Schliesslich erlebte man ein Wiedersehen mit dem in Zürich wirkenden Schauspieler Volker Ranisch. Vor einem Jahr hatte er auf den Literaturbooten mit einer Lesung aus Briefen und autobiografischen Texten von Theodor Fontane eine faszinierende Begegnung mit dem deutschen Schriftsteller ermöglicht. Diesmal stieg mit dem Rezitator und Moderator sozusagen der Dichter Rainer Maria Rilke beziehungsweise die Figur aus dessen Roman «Aufzeichnungen des Malte Laurids Brigge» an Bord.

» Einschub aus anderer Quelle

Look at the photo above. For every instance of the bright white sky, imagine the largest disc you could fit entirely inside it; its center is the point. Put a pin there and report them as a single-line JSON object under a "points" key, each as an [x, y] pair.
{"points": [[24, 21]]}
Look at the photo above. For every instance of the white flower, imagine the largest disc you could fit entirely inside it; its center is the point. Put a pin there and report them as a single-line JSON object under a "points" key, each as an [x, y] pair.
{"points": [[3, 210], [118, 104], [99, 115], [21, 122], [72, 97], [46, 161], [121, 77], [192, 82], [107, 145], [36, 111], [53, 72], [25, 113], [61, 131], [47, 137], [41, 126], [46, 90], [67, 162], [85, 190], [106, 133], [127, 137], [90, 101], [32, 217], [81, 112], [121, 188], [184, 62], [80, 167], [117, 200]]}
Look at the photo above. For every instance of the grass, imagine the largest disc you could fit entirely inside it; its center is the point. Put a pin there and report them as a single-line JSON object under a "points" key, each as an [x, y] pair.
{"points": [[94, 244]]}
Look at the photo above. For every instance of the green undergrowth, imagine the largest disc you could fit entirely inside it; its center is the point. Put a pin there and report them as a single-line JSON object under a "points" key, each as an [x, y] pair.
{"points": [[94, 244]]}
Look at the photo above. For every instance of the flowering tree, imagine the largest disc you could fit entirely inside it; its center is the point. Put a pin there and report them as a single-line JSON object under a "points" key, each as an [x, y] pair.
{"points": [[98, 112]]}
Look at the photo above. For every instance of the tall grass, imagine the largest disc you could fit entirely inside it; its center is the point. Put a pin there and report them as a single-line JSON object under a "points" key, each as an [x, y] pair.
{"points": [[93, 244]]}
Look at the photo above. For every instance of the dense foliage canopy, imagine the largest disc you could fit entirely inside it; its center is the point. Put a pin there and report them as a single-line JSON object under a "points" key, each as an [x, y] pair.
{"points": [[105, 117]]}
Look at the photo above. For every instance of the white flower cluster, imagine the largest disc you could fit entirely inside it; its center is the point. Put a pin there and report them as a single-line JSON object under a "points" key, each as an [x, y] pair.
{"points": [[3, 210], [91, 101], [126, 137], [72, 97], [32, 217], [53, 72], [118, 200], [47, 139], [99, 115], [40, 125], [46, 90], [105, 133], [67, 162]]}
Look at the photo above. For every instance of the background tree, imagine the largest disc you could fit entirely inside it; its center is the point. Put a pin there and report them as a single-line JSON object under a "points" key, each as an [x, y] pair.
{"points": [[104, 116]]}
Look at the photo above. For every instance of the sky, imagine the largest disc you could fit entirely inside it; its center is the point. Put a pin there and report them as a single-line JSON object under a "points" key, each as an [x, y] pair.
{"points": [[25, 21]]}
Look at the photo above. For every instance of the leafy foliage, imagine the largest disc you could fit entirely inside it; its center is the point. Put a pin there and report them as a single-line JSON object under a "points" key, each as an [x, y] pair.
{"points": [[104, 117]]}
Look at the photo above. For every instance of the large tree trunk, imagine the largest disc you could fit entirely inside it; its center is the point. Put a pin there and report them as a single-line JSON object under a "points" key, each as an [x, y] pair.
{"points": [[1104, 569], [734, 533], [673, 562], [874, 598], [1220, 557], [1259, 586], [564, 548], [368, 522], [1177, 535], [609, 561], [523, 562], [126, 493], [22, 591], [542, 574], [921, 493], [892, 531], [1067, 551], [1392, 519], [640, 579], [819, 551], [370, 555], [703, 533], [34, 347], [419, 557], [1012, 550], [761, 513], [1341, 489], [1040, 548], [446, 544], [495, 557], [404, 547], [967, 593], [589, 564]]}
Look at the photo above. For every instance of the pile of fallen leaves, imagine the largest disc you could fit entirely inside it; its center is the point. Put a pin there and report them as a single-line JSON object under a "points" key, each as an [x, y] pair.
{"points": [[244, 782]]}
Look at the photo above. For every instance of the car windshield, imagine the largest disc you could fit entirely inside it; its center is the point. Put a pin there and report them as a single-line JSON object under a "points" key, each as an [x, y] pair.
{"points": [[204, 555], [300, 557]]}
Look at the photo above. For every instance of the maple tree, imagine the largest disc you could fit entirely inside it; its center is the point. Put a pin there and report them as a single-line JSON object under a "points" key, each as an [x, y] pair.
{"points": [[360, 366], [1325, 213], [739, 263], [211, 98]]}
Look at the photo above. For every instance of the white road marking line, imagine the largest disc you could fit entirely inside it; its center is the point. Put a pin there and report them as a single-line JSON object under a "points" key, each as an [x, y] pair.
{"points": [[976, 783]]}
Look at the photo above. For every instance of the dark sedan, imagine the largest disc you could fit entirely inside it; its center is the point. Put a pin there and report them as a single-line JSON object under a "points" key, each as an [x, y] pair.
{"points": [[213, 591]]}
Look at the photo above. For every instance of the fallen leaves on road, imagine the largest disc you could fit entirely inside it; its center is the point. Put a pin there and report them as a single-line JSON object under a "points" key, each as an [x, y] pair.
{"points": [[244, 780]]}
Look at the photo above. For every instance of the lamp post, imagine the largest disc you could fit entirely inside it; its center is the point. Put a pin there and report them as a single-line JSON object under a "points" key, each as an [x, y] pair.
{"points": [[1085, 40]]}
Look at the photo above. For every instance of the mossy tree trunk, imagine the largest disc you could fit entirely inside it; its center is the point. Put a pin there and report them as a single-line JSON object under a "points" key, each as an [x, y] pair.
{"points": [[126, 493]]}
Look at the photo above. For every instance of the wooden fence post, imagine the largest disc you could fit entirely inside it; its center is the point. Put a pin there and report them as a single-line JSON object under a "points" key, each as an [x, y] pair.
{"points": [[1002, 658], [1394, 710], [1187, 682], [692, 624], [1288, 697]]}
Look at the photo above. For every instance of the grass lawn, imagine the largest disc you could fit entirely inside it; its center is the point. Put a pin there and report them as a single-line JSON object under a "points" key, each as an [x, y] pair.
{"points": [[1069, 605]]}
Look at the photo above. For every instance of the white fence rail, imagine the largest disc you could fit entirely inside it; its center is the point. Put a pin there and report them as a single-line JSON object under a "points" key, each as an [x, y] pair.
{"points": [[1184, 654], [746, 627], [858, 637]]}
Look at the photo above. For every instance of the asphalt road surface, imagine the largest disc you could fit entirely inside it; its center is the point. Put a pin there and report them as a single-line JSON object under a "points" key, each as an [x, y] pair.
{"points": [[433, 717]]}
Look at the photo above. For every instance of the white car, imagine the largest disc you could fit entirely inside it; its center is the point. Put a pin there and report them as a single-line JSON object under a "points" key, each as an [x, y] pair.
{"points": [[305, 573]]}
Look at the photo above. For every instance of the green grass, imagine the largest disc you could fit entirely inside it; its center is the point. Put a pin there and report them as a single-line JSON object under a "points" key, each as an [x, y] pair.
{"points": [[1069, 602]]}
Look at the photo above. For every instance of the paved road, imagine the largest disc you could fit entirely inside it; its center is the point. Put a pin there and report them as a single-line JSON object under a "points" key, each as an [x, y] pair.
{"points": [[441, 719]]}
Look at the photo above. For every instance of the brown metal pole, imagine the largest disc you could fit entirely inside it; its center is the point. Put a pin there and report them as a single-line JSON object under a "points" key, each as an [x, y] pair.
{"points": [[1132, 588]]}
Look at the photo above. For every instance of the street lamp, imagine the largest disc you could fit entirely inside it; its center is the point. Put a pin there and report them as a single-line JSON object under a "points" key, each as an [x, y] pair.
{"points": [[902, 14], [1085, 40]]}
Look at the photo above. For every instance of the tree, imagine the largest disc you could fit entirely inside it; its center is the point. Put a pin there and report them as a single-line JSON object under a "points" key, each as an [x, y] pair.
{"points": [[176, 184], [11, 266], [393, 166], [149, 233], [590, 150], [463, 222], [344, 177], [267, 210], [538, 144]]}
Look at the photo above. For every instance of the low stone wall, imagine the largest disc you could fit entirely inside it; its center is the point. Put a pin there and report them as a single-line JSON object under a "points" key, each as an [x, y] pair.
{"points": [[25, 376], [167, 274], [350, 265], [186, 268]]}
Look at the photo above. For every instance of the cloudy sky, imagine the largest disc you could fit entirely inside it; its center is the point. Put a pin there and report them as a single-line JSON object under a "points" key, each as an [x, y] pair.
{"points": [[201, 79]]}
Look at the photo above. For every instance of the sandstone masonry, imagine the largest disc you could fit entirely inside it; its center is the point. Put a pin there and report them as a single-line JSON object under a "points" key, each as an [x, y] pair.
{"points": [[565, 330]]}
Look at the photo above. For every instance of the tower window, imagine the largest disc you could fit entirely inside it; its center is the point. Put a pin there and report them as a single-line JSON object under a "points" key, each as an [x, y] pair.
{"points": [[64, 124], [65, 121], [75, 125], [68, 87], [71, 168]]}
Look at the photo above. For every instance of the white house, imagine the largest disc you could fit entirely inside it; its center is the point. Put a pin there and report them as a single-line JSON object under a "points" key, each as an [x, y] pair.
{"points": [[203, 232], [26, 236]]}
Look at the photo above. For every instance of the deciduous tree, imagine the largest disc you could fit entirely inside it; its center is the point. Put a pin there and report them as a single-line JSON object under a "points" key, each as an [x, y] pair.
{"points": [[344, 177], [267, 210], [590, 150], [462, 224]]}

Das Versprechen von Volker Ramisch, in einer Art theatraler Lesung «fassbar zu machen, was die Romanfigur und mit ihr auch uns in Bann zieht», hielt er in brillanter Art.

Appetit machen

Man könnte sagen, auf den Literaturbooten wurden «Amuse-Bouches» serviert, die Appetit machen: Auf das oder jenes Buch, das eine Lesung lang, wie die Zuhörerschaft, auf und mit dem Strom geschwommen ist und mit dessen Autorin oder Autor man im gleichen Boot gesessen hat. Keine Spur von sinkendem Schiff, das die Leseratten verlassen müssten – im Gegenteil!